In speaking with Jared about his race experience, it turns out that he was not utilizing his statistics knowledge to determine his race pace. It was more about how he felt during the race. Jared said, “I went into the race knowing what pace I could run. When they (Tyler Pennell, Galen Rupp, and Meb Keflezighi) took off faster, I realized I couldn’t run that pace and decided to not cover their move completely hoping at least one of them would come back to me.” However, Jared did increase his pace from around 5:05 to 4:50, then back to around 5:00 for a while to not let them get too far away. There are so many physical and psychological factors that go into performance that being too set on a specific pace will often lead to hampered performance. Jared tries to combine what he knows about his ability and what occurs during the race, “I focus on balancing what others are doing in their strategy with the pacing strategy that I’m hoping for on that given day.”
Among amateur racers, we often see more of a focus on reacting to what others do more than what is best for an individual strategy. While watching the 2016 Utah High School State Championships for track and field in May, I noticed how many different strategies there were for pacing.
Lap splits are included in the results for the Utah State Meet. Browsing through those makes it clear that pacing mistakes were made. In some cases, a fast early pace leads to very slow final laps. Other athletes begin the race very slowly and even with finishing fast, end up many places beneath their potential.
Overall, a nearly even pacing strategy through the majority of the race will lead to the best possible times. In the 1994 Los Angeles Marathon, Paul Pilkington was paid to be a rabbit through 25km. He went out at the correct pace, but the other athletes did not stay with him. He felt strong and decided he might as well finish. With a two-minute lead, he continued on at a similar pace. He crossed the line in 2:12:13 winning $27,000 and a Mercedes. After the race he had to rush home to teach his writing class at Washington High School the next morning and trade in his family van that had 100,000 miles on it.
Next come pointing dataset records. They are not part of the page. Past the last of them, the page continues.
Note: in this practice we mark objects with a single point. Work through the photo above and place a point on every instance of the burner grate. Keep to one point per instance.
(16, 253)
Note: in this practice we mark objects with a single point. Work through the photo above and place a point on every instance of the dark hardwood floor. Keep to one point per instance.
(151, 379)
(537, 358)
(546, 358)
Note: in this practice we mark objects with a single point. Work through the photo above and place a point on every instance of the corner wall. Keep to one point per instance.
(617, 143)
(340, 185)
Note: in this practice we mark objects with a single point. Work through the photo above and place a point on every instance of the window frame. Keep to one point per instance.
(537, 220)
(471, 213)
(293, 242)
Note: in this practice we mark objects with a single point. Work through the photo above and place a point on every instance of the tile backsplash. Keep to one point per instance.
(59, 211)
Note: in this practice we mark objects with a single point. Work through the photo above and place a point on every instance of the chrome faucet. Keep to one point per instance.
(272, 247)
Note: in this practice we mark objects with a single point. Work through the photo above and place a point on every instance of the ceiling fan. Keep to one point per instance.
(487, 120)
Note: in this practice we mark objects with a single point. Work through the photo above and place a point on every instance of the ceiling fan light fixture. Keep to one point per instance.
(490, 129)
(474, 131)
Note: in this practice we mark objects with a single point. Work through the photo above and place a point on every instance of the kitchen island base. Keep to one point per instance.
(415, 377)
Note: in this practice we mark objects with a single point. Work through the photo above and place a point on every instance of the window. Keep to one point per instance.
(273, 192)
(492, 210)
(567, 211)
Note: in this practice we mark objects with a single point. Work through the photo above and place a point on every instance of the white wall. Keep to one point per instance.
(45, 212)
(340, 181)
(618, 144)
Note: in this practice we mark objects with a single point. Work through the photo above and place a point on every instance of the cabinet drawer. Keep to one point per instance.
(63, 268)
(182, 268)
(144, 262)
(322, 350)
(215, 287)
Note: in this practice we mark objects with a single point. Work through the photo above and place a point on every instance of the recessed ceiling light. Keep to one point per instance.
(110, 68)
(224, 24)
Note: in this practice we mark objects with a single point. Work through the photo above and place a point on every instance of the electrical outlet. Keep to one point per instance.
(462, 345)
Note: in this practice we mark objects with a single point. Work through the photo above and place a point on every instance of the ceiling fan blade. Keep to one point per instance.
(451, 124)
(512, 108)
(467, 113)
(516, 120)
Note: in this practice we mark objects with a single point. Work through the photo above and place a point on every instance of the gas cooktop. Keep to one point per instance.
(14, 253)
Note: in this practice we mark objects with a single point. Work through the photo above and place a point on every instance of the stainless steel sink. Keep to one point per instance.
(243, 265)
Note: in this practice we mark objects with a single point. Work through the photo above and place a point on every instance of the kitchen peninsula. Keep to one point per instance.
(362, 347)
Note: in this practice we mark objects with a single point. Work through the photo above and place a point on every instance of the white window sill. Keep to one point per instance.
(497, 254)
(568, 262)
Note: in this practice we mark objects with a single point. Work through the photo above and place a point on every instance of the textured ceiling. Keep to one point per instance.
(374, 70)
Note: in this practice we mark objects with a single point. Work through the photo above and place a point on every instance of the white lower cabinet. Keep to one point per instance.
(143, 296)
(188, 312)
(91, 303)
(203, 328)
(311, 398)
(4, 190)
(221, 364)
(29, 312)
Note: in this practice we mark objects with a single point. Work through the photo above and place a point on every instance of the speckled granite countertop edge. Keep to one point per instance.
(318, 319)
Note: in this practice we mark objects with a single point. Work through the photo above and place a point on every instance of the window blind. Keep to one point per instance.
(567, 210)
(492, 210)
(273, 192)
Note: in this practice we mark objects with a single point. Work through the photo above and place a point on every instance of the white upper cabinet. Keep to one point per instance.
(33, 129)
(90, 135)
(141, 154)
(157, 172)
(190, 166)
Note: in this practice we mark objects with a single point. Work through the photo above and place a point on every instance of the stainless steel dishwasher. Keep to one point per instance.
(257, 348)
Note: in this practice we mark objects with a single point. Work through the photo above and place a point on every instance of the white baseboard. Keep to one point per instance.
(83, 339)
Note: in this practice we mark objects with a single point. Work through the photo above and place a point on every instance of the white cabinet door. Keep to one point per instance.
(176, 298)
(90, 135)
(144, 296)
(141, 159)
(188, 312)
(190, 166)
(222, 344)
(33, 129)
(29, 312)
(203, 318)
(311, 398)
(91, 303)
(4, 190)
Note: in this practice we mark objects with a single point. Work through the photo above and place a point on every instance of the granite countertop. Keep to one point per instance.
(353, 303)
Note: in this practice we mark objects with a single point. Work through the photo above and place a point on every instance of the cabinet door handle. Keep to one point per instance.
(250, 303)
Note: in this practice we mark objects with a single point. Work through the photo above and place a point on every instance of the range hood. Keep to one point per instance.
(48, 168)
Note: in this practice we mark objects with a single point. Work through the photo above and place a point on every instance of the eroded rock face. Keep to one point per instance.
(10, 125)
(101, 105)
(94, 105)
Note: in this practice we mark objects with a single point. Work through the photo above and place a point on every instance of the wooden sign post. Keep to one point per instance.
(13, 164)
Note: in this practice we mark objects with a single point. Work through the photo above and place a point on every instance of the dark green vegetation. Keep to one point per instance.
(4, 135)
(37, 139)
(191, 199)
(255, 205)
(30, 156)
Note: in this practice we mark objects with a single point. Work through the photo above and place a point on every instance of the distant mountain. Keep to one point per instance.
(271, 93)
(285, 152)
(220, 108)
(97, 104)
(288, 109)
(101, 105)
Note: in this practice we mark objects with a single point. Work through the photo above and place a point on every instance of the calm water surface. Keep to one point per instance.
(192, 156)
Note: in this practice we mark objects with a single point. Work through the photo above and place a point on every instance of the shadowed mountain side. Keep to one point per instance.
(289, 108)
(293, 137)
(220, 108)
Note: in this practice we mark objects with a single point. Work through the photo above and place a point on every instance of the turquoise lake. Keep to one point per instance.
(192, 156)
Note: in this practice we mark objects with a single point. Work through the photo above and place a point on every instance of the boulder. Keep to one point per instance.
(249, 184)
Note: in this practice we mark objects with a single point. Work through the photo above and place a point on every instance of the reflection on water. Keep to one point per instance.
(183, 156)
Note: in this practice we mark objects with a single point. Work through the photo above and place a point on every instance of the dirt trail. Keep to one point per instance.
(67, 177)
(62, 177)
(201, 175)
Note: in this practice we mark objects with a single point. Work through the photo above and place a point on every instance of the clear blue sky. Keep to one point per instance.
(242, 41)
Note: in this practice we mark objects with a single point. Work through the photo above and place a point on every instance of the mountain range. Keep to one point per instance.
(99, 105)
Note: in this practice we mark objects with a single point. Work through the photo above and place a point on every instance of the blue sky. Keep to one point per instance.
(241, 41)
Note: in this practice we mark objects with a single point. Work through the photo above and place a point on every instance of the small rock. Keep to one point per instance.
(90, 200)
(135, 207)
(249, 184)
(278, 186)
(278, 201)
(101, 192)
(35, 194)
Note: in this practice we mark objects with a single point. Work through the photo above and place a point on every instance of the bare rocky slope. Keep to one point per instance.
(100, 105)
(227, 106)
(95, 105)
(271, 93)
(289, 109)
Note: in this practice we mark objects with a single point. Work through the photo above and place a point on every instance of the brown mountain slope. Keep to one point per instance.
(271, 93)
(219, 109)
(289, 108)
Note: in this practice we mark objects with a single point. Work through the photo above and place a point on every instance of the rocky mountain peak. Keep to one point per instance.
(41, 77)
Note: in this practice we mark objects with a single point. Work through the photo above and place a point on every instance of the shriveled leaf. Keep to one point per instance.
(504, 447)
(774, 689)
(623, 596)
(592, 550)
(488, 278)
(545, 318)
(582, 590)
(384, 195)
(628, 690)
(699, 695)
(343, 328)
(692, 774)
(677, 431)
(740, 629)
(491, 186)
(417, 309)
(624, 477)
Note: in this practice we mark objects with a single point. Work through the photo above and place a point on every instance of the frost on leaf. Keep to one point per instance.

Motivated runners can push themselves to the limits of performance. Starting a race too fast and finishing with great effort, but a slow time is not nearly as fun at racing at the right pace and achieving a personal record.
Jared learned from his master’s thesis that even experienced runners tend to start too fast. He studied split times from the Saint George Marathon and found those that achieved their time goals had the third quarter of the race as the fastest, while the majority that failed in their time goals ran the first quarter as their fastest. So, choose the right average pace from training results with a coach’s help, run that pace early on, and see how your body responds in the final stages.